Designing the Downgrade Experience
When the trial ends and users move to the free tier, how you handle the transition determines whether they churn or eventually convert. The cardinal rule: never delete user data.
// hooks/useFeatureAccess.ts
export function useFeatureAccess(feature: string): {
canUse: boolean;
reason: 'active' | 'trial_active' | 'free_limit' | 'upgrade_needed';
itemsRemaining?: number;
} {
const { tier, isTrialActive } = useUserTier();
const FREE_LIMITS: Record<string, number> = {
'create_item': 10, // Free users can create up to 10 items
'export_pdf': 0, // Free users cannot export
'ai_suggestions': 3, // Free users get 3 AI suggestions per day
};
if (tier === 'pro') return { canUse: true, reason: 'active' };
if (isTrialActive) return { canUse: true, reason: 'trial_active' };
const limit = FREE_LIMITS[feature];
if (limit === undefined) return { canUse: true, reason: 'active' };
if (limit === 0) return { canUse: false, reason: 'upgrade_needed' };
const currentUsage = 0; // Fetch from Supabase
const remaining = Math.max(0, limit - currentUsage);
return {
canUse: remaining > 0,
reason: remaining > 0 ? 'free_limit' : 'upgrade_needed',
itemsRemaining: remaining,
};
}After downgrading: all past data remains readable, new creation is limited. This model makes the value proposition of upgrading concrete and immediate — "pay and the limit disappears." Users understand exactly what they're getting.
Measuring What Matters
// analytics/plgMetrics.ts
export async function fetchPLGMetrics(period: '7d' | '30d' | '90d') {
const { data } = await supabase.rpc('get_plg_metrics', { period });
return {
activationRate: data.aha_moment_users / data.total_signups,
trialConversionRate: data.paid_conversions / data.trial_completions,
timeToValueMedianHours: data.median_time_to_aha_hours,
};
}Track these three numbers weekly: activation rate (what % reach Aha Moment), trial conversion rate (what % of trial completions convert), and time to value (median hours from signup to Aha Moment). Optimize in that order — getting users to the Aha Moment faster is almost always the highest-leverage improvement.

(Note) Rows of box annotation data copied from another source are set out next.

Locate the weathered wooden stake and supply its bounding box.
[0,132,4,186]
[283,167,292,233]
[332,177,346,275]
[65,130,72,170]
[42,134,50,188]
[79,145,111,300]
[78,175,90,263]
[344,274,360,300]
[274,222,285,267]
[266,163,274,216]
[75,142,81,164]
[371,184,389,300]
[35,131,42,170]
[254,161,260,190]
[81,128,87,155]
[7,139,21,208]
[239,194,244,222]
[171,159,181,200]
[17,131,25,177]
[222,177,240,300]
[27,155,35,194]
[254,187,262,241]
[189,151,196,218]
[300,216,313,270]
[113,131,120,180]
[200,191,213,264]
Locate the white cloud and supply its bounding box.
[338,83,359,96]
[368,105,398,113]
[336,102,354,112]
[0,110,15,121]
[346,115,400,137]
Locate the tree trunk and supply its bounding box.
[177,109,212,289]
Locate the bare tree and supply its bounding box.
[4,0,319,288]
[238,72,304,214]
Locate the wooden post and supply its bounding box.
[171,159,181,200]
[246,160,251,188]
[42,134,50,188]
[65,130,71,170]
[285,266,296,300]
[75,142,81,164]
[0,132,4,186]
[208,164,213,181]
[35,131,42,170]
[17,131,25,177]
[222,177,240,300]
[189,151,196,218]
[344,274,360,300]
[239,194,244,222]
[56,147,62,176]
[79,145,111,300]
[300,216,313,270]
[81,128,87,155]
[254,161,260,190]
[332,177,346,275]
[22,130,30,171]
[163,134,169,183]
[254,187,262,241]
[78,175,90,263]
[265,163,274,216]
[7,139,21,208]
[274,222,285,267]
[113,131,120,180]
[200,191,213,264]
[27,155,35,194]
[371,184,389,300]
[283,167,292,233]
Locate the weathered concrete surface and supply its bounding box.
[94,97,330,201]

When I switched one of my apps from traditional freemium to a 14-day reverse trial, conversion went from 3.2% to 8.7% — roughly 2.7x. The highest-converting trigger was the value_delivered paywall, which converted at over 40%.
If your conversion rate is low, the problem probably isn't your product. It's the timing of when you ask.
Next Steps
Start with a single change: implement the Aha Moment tracker, define your criteria, and log when users reach it. Look at your data after two weeks. Then add the value_delivered paywall trigger. Measure again.
Don't roll out all of this at once — you won't know which change made the difference. One change at a time, with measurement, is how PLG actually works.